Liu Ling, Zhou Pengxiang, Wang Zhenhuan, Zhai Suodi, Zhou Wei
Department of Pediatrics, Peking University Third Hospital, Beijing, China.
Department of Pharmacy, Peking University Third Hospital, Beijing, China.
Front Pediatr. 2022 Mar 15;10:851177. doi: 10.3389/fped.2022.851177. eCollection 2022.
To evaluate the efficacy and safety of omalizumab in the treatment of severe or uncontrolled allergic diseases in children.
We conducted a systematic search of the PubMed, Embase, CENTRAL, and clinicaltrials.gov databases up to 23rd July 2021, with no language limitations. Randomised controlled trials (RCTs) comparing omalizumab with other treatments or placebo in children with severe or inadequately controlled allergic diseases were considered. The primary outcomes of interest were asthma exacerbation rate, allergic symptom score, desensitisation achievement for food allergy (FA), and incidence of serious adverse events (SAEs). The study selection and data extraction were conducted independently by two researchers. Quality assessments were conducted using the Cochrane risk-of-bias tool, and data were pooled using a random-effects model if was 50% or greater in the Cochrane Review Manager.

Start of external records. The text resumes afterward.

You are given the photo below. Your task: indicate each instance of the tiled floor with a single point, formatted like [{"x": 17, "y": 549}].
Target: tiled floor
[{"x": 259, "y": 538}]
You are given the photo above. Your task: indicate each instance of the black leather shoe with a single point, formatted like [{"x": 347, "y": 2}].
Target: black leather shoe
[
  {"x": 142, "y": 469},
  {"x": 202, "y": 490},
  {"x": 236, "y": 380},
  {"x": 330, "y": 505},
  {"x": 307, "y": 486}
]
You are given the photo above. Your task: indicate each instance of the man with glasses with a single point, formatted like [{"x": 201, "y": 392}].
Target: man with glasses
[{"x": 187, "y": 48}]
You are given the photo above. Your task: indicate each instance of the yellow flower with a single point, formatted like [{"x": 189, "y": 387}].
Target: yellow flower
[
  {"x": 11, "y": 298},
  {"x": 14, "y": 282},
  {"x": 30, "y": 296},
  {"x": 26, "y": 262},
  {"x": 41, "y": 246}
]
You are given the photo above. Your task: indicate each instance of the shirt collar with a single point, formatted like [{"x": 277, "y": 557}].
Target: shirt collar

Overall, 10 RCTs [six on severe asthma, one on atopic dermatitis (AD), one on seasonal allergic rhinitis [SAR], and one on FA] consisting of 2,376 participants met the inclusion criteria. For severe asthma, omalizumab may reduce exacerbations at 12 weeks [risk ratio (RR), 0.52; 95% confidence interval (CI), 0.31-0.89], 24 weeks (RR, 0.69; 95% CI, 0.55-0.85; GRADE: moderate-quality evidence), and 52 weeks (RR, 0.62; 95% CI, 0.40-0.94; GRADE: moderate-quality evidence) and reduce the dose of inhalation corticosteroid compared with placebo. For severe AD, the association between omalizumab and allergic symptom improvement [i.e., SCORing Atopic Dermatitis or Paediatric Allergic Disease Quality of Life Questionnaire (PADQLQ)] was not confirmed. For severe SAR, omalizumab showed greater improvement in symptom load scores and saved rescue medication days. For FA, omalizumab demonstrated superiority in desensitisation compared with placebo. To date, no clinically significant drug-related SAEs have been reported.
For severe or uncontrolled asthma, AD, SAR, and FA, omalizumab may be associated with improved allergic symptoms and safety in children. Future studies should focus on the benefits and pharmacoeconomic evaluation of omalizumab in multiple allergic diseases compared with other treatments.
[https://www.crd.york.ac.uk/PROSPERO], identifier [CRD42021271863].
评估奥马珠单抗治疗儿童重度或控制不佳的过敏性疾病的疗效和安全性。
我们对截至2021年7月23日的PubMed、Embase、CENTRAL和clinicaltrials.gov数据库进行了系统检索,无语言限制。纳入比较奥马珠单抗与其他治疗方法或安慰剂治疗重度或控制不佳的儿童过敏性疾病的随机对照试验(RCT)。主要观察指标为哮喘加重率、过敏症状评分、食物过敏(FA)脱敏成功率及严重不良事件(SAE)发生率。由两名研究人员独立进行研究筛选和数据提取。采用Cochrane偏倚风险工具进行质量评估,若Cochrane系统评价管理器中的I²为50%或更高,则采用随机效应模型合并数据。
总体而言,10项RCT(6项针对重度哮喘,1项针对特应性皮炎(AD),1项针对季节性变应性鼻炎[SAR],1项针对FA)共2376名参与者符合纳入标准。对于重度哮喘,奥马珠单抗可能在12周时降低加重风险[风险比(RR),0.52;95%置信区间(CI),0.31 - 0.89],24周时(RR,0.69;95% CI,0.55 - 0.85;证据质量等级:中等质量证据),以及52周时(RR,0.62;95% CI,0.40 - 0.94;证据质量等级:中等质量证据),且与安慰剂相比可降低吸入性糖皮质激素剂量。对于重度AD,未证实奥马珠单抗与过敏症状改善之间的关联[即特应性皮炎评分或儿童过敏性疾病生活质量问卷(PADQLQ)]。对于重度SAR,奥马珠单抗在症状负荷评分方面改善更大,且节省了急救药物使用天数。对于FA,与安慰剂相比,奥马珠单抗在脱敏方面显示出优势。迄今为止,尚未报告有临床意义的药物相关SAE。
对于重度或控制不佳的哮喘、AD、SAR和FA,奥马珠单抗可能改善儿童过敏症状并提高安全性。未来研究应聚焦于奥马珠单抗与其他治疗方法相比在多种过敏性疾病中的益处及药物经济学评估。